Now, you should ask why $a^{m/n}$ is not defined in $\mathbb{R}$ when $a<0$. The motivation of this fact is not trivial, and depends on the importance Mathematicians have attributed to exponentiation identities as $(a^x)^y = a^{xy}$ or $a^{x+y}=a^x\cdot a^y$.

As you should know, the power $a^{1/n}$ (with $a\geq 0$ and $n \in \mathbb{N}$) is defined through the following theorem:

For each $a \geq 0$ and $n \in \mathbb{N}$, there exists a unique $\alpha \geq 0$ s.t. $\alpha^n = a$.

Such an $\alpha$ is called the arithmetic $n$-th root of $a$ and denoted with $\sqrt[n]{a}$ or $a^{1/n}$.

whose proof heavily relies on the completeness of $\mathbb{R}$. Theorem allows you to define the fractional power $a^{m/n}$ with $a\geq 0$ (or $a > 0$ when $m/n < 0$) by letting:

$$a^{m/n} := \sqrt[n]{a^m}\quad \text{(or equivalently } a^{m/n} := (\sqrt[n]{a})^m \text{)}$$

for each $m/n \in \mathbb{Q}$ (it is easy to prove that $\sqrt[n]{a^m} = (\sqrt[n]{a})^m$, hence definition does not depend on the order of application of $m$-th power and $n$-th root).

What happens if constraint $a\geq 0$ is dropped? The theorem cannot remain true for every value of the exponent $n \in \mathbb{N}$: in particular, if $n$ is even (i.e., $n=2,4,6,\ldots$) then $\alpha^n \geq 0$ for all $\alpha \in \mathbb{R}$, therefore equality $\alpha^n = a < 0$ is out of question for even $n$s.

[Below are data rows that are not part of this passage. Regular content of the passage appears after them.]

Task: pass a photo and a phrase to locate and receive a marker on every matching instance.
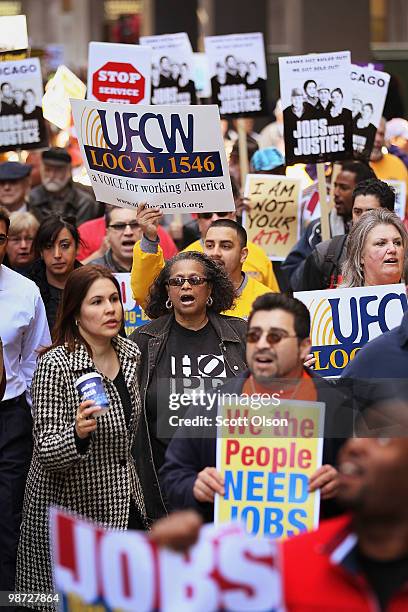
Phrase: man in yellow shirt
(225, 241)
(257, 263)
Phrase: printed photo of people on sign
(22, 124)
(316, 98)
(369, 89)
(238, 74)
(172, 69)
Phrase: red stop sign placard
(118, 82)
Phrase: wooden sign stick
(324, 209)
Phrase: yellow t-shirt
(390, 167)
(256, 264)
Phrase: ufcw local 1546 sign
(167, 157)
(344, 320)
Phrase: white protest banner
(400, 189)
(167, 157)
(119, 73)
(369, 89)
(344, 320)
(63, 87)
(266, 461)
(238, 74)
(316, 98)
(22, 123)
(13, 33)
(134, 314)
(273, 220)
(100, 570)
(172, 69)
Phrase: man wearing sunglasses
(257, 265)
(227, 244)
(122, 231)
(277, 345)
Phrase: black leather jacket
(151, 340)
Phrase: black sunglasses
(120, 227)
(272, 336)
(210, 215)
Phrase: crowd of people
(221, 315)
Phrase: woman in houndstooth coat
(80, 462)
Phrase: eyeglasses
(178, 281)
(120, 227)
(272, 336)
(210, 215)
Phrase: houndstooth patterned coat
(98, 484)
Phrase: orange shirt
(304, 389)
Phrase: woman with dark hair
(189, 347)
(56, 245)
(81, 462)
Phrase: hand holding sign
(208, 482)
(326, 478)
(149, 219)
(178, 531)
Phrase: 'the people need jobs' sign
(167, 157)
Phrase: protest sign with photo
(369, 89)
(22, 124)
(238, 74)
(13, 33)
(273, 220)
(101, 570)
(119, 73)
(266, 457)
(63, 87)
(172, 69)
(400, 189)
(167, 157)
(316, 98)
(344, 320)
(134, 314)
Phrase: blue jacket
(187, 456)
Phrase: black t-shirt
(191, 360)
(384, 577)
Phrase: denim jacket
(151, 340)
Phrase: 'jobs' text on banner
(101, 571)
(266, 467)
(315, 91)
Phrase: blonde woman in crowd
(376, 251)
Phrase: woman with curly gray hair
(376, 250)
(189, 348)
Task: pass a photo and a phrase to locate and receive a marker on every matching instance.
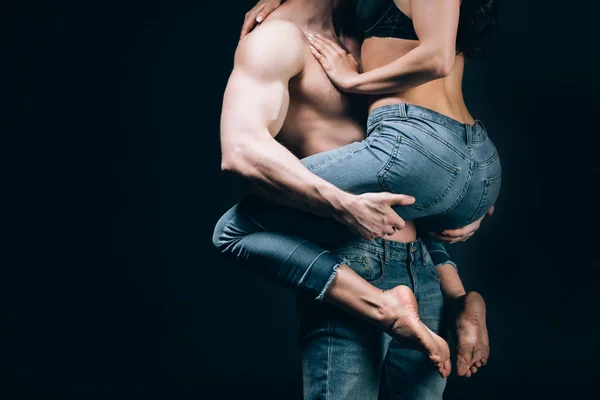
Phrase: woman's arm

On the other hand, the situation for odd $n$s is straightforward:

When $n \in \mathbb{N}$ odd (i.e., $n=1,3,5,\ldots$), for each $a<0$ there exists only one $\alpha < 0$ s.t. $\alpha^n = a$, precisely:

$$\alpha = -\sqrt[n]{-a}\quad \text{(or equivalently } \alpha = -\sqrt[n]{|a|}\text{)}\; . $$

Previous statement allows you to define the arithmetic $n$-th root of $a$ also when $a<0$ and $n \in \mathbb{N}$ is odd by setting:

$$\tag{*} \sqrt[n]{a} := - \sqrt[n]{-a}\; ,$$

but doesn't allow you to define the fractional power $a^{1/n}$, nor $a^{m/n}$ when $a<0$!

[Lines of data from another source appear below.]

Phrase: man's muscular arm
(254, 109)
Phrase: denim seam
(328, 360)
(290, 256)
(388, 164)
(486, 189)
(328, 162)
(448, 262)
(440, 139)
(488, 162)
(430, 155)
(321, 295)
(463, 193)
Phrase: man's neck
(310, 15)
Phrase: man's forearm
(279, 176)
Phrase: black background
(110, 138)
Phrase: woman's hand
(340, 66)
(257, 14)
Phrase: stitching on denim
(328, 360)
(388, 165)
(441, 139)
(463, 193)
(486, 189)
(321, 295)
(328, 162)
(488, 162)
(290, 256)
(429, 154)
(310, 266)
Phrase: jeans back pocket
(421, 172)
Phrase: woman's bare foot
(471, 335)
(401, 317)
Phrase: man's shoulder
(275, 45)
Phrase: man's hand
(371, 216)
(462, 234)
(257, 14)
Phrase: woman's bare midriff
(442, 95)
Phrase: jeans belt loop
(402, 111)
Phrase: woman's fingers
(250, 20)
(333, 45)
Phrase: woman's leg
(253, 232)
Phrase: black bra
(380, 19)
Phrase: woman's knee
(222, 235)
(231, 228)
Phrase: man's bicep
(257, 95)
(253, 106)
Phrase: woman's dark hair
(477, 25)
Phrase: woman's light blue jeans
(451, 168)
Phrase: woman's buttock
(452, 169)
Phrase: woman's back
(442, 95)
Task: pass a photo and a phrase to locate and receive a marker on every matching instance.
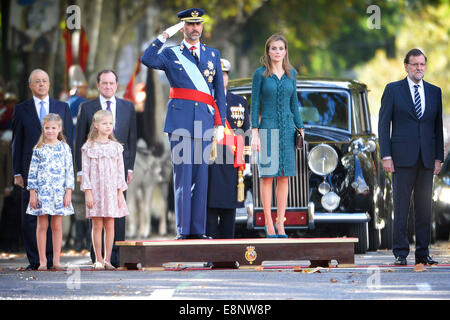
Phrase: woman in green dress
(274, 116)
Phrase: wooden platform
(319, 251)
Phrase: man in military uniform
(225, 178)
(196, 105)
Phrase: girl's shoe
(42, 268)
(98, 266)
(282, 235)
(268, 235)
(58, 267)
(109, 266)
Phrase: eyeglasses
(39, 81)
(415, 65)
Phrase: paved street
(373, 278)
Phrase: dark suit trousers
(407, 180)
(119, 235)
(29, 224)
(220, 223)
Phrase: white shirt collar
(412, 83)
(197, 46)
(37, 101)
(103, 100)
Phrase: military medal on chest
(210, 72)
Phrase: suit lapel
(407, 96)
(118, 119)
(428, 102)
(31, 108)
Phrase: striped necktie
(417, 102)
(42, 111)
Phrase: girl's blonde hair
(93, 133)
(265, 59)
(50, 117)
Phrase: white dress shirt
(113, 106)
(421, 92)
(37, 104)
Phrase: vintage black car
(440, 208)
(340, 188)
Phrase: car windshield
(324, 108)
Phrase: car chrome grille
(298, 185)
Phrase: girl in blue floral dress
(50, 181)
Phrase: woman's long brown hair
(265, 59)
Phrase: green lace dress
(275, 112)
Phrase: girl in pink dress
(103, 181)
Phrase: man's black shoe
(425, 260)
(200, 236)
(31, 267)
(400, 261)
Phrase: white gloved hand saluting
(173, 29)
(220, 133)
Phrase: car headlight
(444, 195)
(322, 159)
(324, 187)
(330, 201)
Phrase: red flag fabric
(84, 50)
(69, 55)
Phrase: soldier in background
(78, 94)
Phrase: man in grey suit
(27, 128)
(414, 150)
(124, 117)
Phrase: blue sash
(194, 73)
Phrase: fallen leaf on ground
(419, 268)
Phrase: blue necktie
(42, 111)
(417, 102)
(108, 106)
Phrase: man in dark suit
(224, 177)
(124, 117)
(414, 150)
(27, 127)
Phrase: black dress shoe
(200, 236)
(425, 260)
(400, 261)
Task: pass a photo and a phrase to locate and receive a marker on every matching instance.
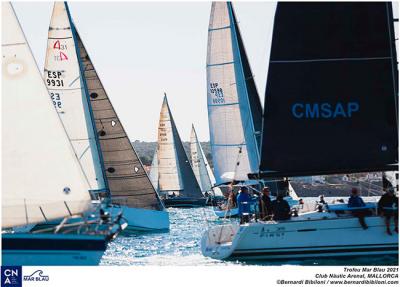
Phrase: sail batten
(330, 105)
(234, 108)
(35, 146)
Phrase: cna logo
(11, 276)
(36, 276)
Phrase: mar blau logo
(36, 276)
(11, 276)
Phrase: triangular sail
(67, 89)
(234, 108)
(127, 180)
(41, 176)
(174, 167)
(332, 90)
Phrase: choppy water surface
(181, 245)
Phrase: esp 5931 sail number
(218, 94)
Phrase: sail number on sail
(218, 94)
(324, 110)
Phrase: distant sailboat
(234, 107)
(201, 168)
(176, 179)
(42, 178)
(329, 72)
(88, 113)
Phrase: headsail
(127, 180)
(175, 170)
(201, 168)
(332, 90)
(67, 89)
(153, 174)
(42, 179)
(234, 108)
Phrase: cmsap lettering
(324, 110)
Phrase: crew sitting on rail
(355, 201)
(321, 203)
(388, 207)
(280, 208)
(265, 204)
(244, 202)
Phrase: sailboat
(234, 107)
(42, 178)
(176, 180)
(201, 167)
(323, 85)
(99, 139)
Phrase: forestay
(63, 78)
(234, 108)
(175, 170)
(127, 180)
(42, 179)
(332, 90)
(201, 168)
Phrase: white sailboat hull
(52, 249)
(312, 235)
(139, 219)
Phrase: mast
(68, 91)
(333, 83)
(42, 177)
(127, 179)
(234, 108)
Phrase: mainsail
(175, 172)
(234, 108)
(41, 176)
(153, 174)
(67, 90)
(201, 168)
(127, 180)
(332, 90)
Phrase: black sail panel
(332, 88)
(127, 180)
(254, 99)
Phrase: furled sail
(127, 180)
(41, 176)
(332, 90)
(201, 168)
(175, 170)
(234, 108)
(67, 89)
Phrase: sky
(143, 49)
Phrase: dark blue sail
(332, 89)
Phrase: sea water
(181, 245)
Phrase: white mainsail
(201, 168)
(153, 174)
(67, 89)
(169, 176)
(42, 179)
(229, 113)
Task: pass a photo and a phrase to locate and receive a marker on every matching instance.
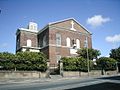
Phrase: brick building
(56, 40)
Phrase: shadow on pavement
(101, 86)
(111, 78)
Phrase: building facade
(56, 40)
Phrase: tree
(92, 53)
(6, 60)
(115, 53)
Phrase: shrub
(75, 64)
(106, 63)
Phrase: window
(77, 43)
(58, 39)
(29, 43)
(44, 41)
(86, 43)
(68, 42)
(58, 57)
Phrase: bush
(75, 64)
(106, 63)
(23, 61)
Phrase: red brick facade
(46, 39)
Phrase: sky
(100, 17)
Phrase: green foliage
(92, 53)
(75, 64)
(115, 53)
(23, 61)
(106, 63)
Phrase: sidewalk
(42, 80)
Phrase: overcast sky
(100, 17)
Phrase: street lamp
(86, 45)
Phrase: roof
(51, 23)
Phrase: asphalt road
(105, 83)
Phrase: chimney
(32, 26)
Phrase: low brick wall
(21, 74)
(84, 74)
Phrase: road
(105, 83)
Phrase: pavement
(65, 83)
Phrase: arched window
(44, 41)
(68, 42)
(77, 43)
(58, 39)
(29, 43)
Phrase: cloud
(3, 45)
(97, 20)
(113, 39)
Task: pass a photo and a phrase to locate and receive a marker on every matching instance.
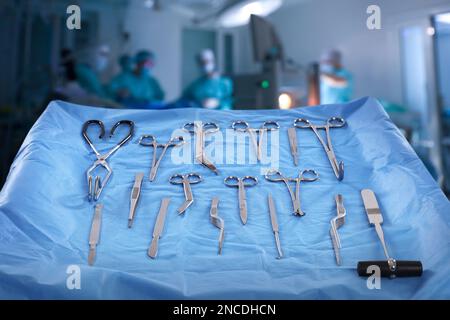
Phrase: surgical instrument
(149, 140)
(241, 184)
(256, 135)
(274, 222)
(96, 189)
(186, 180)
(391, 268)
(307, 175)
(336, 223)
(217, 221)
(158, 228)
(135, 193)
(200, 130)
(333, 122)
(292, 134)
(94, 236)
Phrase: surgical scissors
(257, 140)
(200, 130)
(186, 180)
(96, 189)
(149, 140)
(307, 175)
(241, 183)
(333, 122)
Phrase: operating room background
(404, 64)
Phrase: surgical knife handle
(404, 268)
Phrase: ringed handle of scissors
(240, 125)
(336, 122)
(270, 125)
(143, 140)
(192, 178)
(86, 136)
(274, 176)
(249, 181)
(176, 141)
(309, 175)
(130, 125)
(302, 123)
(210, 127)
(231, 181)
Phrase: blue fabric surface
(45, 217)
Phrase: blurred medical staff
(211, 90)
(119, 85)
(88, 73)
(336, 83)
(143, 86)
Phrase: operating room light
(239, 13)
(284, 101)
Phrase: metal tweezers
(94, 236)
(158, 228)
(336, 223)
(217, 221)
(135, 193)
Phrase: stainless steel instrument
(134, 198)
(158, 228)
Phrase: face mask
(208, 67)
(101, 63)
(327, 68)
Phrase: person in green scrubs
(211, 90)
(336, 83)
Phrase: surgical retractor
(217, 221)
(94, 237)
(336, 223)
(390, 268)
(135, 193)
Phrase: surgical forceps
(336, 223)
(307, 175)
(94, 236)
(333, 122)
(158, 228)
(186, 180)
(149, 140)
(256, 135)
(134, 198)
(274, 222)
(200, 130)
(96, 189)
(217, 221)
(241, 184)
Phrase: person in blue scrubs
(211, 90)
(336, 83)
(87, 74)
(119, 86)
(143, 87)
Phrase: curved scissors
(186, 180)
(96, 189)
(333, 122)
(241, 184)
(149, 140)
(257, 134)
(307, 175)
(200, 130)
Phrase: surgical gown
(331, 93)
(220, 88)
(89, 81)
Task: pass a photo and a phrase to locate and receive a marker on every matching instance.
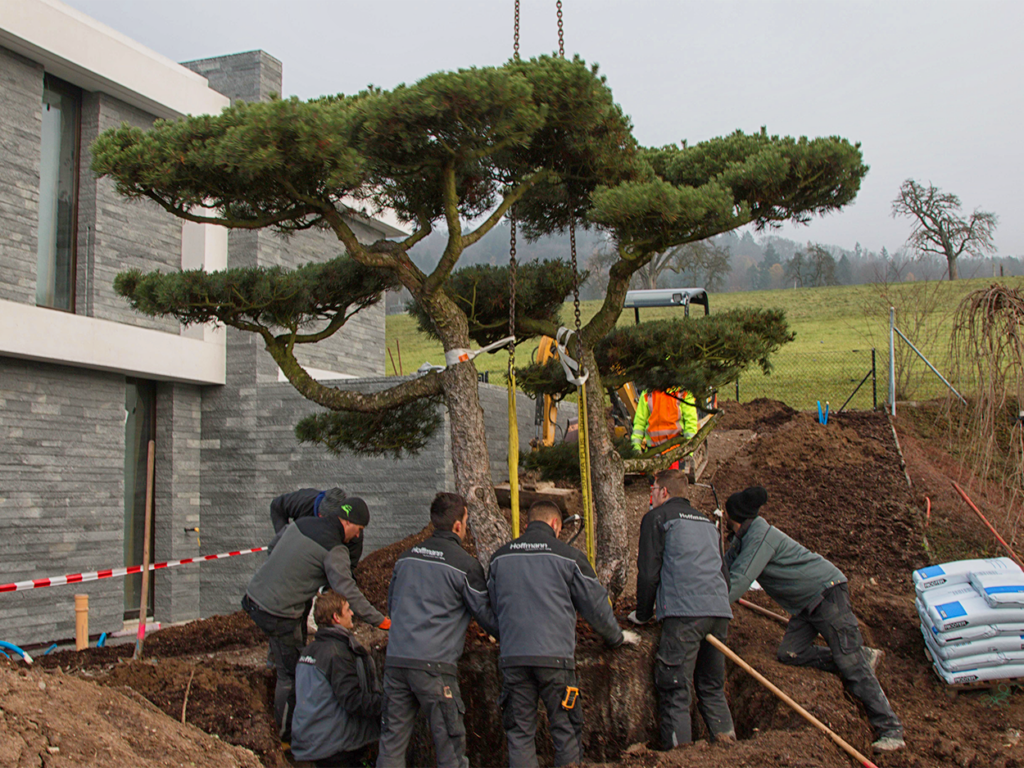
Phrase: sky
(932, 89)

In fact, it happens that the definition of rational power with base $a<0$ (by means of $a^{m/n} = \sqrt[n]{a^m}$) is incompatible with usual exponentiation identities, i.e. it causes failure of usual rules like $(a^x)^y = a^{xy}$. In order to see this, consider $a=-1$ and use (*) to get:

$$(-1)^{1/3} = \sqrt[3]{-1} \stackrel{\text{def.}}{=} - \sqrt[3]{-(-1)} = -\sqrt[3]{1} = -1\; ;$$

if usual exponentiation identities were in force then you would get:

$$-1 = (-1)^{1/3} = (-1)^{2/6} = \left[ (-1)^2 \right]^{1/6} = \left[ 1 \right]^{1/6} = 1$$

which is clearly wrong (for $-1 \neq 1$!), or oddities like:

$$-1 = (-1)^{1/3} = (-1)^{1/6 + 1/6} = (-1)^{1/6} \cdot (-1)^{1/6}$$

whose rightmost side has no meaning at all.

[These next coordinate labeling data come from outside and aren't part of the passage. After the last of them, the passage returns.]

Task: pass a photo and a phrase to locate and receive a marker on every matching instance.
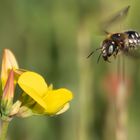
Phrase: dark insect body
(118, 42)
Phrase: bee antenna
(93, 52)
(99, 57)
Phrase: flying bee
(118, 42)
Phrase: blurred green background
(53, 38)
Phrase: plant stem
(121, 114)
(4, 130)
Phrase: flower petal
(34, 85)
(56, 99)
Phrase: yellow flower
(52, 102)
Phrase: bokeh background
(53, 38)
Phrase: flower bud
(8, 62)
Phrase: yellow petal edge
(34, 85)
(57, 99)
(53, 101)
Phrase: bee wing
(117, 17)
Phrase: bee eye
(110, 49)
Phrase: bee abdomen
(133, 38)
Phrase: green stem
(4, 129)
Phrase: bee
(118, 42)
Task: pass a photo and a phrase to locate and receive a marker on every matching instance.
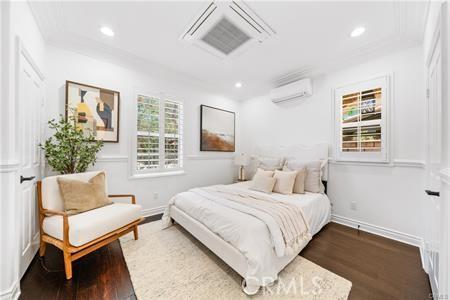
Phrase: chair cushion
(88, 226)
(51, 195)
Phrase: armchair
(80, 234)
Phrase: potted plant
(70, 150)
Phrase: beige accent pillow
(80, 196)
(313, 181)
(285, 182)
(263, 183)
(261, 172)
(299, 184)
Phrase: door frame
(22, 53)
(436, 45)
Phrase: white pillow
(299, 184)
(263, 183)
(261, 172)
(313, 179)
(285, 182)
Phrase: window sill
(158, 174)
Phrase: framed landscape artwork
(216, 129)
(95, 110)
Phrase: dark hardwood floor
(379, 268)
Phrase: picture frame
(95, 109)
(217, 129)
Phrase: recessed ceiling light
(107, 31)
(357, 31)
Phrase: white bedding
(250, 235)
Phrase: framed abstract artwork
(217, 129)
(95, 110)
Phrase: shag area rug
(172, 264)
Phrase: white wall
(201, 168)
(17, 22)
(386, 196)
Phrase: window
(361, 115)
(159, 145)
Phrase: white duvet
(246, 233)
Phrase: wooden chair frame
(70, 252)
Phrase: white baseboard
(378, 230)
(12, 293)
(153, 211)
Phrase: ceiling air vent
(226, 29)
(225, 37)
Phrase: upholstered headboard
(300, 152)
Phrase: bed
(241, 240)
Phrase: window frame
(383, 156)
(161, 170)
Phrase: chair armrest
(133, 198)
(48, 212)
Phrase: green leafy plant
(70, 150)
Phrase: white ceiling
(312, 37)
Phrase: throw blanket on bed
(286, 223)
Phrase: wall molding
(401, 163)
(153, 211)
(378, 230)
(12, 293)
(112, 158)
(207, 157)
(9, 166)
(409, 163)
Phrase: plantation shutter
(147, 133)
(362, 121)
(173, 123)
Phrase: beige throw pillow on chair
(80, 196)
(285, 182)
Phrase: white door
(30, 101)
(434, 165)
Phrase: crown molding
(444, 174)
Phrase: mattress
(249, 235)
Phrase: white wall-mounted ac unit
(292, 91)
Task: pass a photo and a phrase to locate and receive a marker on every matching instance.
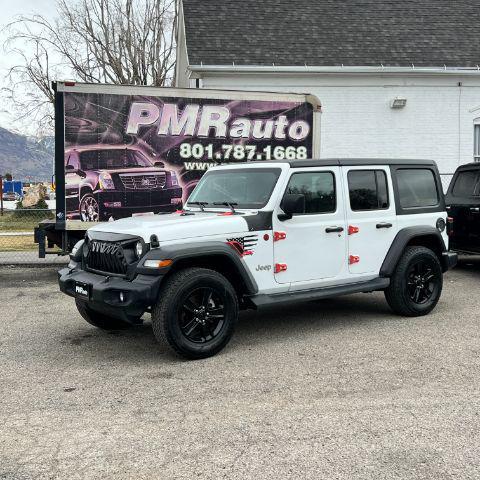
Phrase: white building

Therefore, there is a problem here: fractional powers with negative base and usual exponentiation identities do not fit together.

Mathematicians think it is way better to choose exponentiation identities to hold over the possibility of giving a definition to the symbol $a^{m/n}$ with $a<0$, because identities are of fundamental importance and almost ubiquitous in every possible kind of computation. ;-)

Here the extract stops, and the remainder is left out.